Sonntag, 17. August 2014

Zurück in die Realität


Ich muss den harten Tatsachen definitiv ins Auge blicken, nun gibt es keinen Ausweg mehr (Augen geschlossen halten nützt auch nichts, musste ich leider feststellen). Seit gestern bin ich wieder Zuhause, ein Zuhause, das in den vergangenen zwei Monaten von Hausbesetzern beschlagnahmt wurde. Sollte das Gerücht tatsächlich wahr sein, dass ein Haus gesund ist, wenn sich viele Spinnen gemütlich niederlassen, dann überbordet dieses Haus vor lauter Gesundheit.  Grosse Spinnen, kleine Spinnen, Babyspinnen, Zimmermänner, Kreuzspinnen, Spinnen mit dicken Beinen, schnelle Spinnen, langsame Spinnen, und auch ein paar tote Spinnen (vermutlich alles Spinnenmänner, die nach dem Zeugungsakt getötet wurden, ein etwas irritierendes Verhalten, finde ich).

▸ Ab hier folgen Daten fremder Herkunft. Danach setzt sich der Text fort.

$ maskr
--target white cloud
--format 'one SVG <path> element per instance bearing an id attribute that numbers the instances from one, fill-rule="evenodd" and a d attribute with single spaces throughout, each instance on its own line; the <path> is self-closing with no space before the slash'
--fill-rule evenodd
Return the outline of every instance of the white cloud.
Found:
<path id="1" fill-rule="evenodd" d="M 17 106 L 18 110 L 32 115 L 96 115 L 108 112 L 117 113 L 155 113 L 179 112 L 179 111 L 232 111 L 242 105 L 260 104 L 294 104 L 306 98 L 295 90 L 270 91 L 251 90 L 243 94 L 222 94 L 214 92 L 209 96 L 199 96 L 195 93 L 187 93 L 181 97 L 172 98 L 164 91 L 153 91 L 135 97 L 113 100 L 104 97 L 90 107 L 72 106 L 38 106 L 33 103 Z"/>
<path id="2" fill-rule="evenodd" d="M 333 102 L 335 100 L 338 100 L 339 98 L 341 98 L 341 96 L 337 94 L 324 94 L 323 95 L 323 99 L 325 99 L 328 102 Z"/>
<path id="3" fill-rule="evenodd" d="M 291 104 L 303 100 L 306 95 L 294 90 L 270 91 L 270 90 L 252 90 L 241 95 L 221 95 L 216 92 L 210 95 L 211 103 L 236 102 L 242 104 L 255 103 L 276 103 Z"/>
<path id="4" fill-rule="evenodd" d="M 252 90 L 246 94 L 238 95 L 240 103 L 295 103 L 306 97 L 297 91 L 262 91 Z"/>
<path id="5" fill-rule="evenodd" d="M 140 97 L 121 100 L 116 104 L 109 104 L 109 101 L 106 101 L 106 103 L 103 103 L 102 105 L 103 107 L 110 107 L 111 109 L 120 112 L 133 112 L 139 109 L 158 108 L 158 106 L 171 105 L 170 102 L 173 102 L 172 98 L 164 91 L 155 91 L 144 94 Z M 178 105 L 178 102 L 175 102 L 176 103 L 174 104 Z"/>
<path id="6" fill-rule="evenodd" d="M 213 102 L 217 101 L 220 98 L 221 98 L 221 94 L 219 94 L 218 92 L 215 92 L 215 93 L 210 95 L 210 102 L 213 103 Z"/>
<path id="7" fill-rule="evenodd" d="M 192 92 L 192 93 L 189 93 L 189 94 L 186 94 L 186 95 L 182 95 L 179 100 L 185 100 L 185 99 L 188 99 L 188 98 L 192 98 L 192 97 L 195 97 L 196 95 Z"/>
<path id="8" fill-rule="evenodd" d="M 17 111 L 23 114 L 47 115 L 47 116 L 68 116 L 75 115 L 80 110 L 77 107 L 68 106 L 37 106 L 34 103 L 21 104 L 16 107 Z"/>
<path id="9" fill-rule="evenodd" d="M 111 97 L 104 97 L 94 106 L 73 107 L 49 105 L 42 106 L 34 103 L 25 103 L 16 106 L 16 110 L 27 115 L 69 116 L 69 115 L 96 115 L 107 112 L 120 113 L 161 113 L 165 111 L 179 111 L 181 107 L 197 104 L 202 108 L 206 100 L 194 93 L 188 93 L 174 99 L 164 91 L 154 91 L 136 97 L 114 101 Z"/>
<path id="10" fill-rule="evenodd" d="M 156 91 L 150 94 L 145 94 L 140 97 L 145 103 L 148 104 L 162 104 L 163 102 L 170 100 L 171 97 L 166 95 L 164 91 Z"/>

Vor der ersten Wäscheaktion musste also erst mal der Gang zur Waschmaschine spinnenfrei gemacht werden. Dann hängen sie in diversen Variationen auch noch von der Wohnzimmerdecke, im Bad vergnügen sie sich in der Wanne, aber was ich gar nicht mag sind jene Viecher, die exakt über dem Kopfkissen an der Decke wohnen. Wüsste ich mit Sicherheit, dass sie da oben bleiben, wäre ihre Wahl des Wohnquartiers in Ordnung, aber da ich weiss, dass sie sich in Windeseile meterweit abseilen können, während ich nichts ahnend, im schlimmsten Fall sogar mit offenem Mund, friedlich schlafe… diese Vorstellung behagt mir seltsamerweise nur mittelmässig. 
Ich weiss auch, dass der Mensch in seinem Leben durchschnittlich 75 Insekten im Schlaf verspeist, aber diese Zahl möchte ich nicht freiwillig übertreffen, nur weil ich Mitleid habe und die Spinne nicht ins Freie befördern will.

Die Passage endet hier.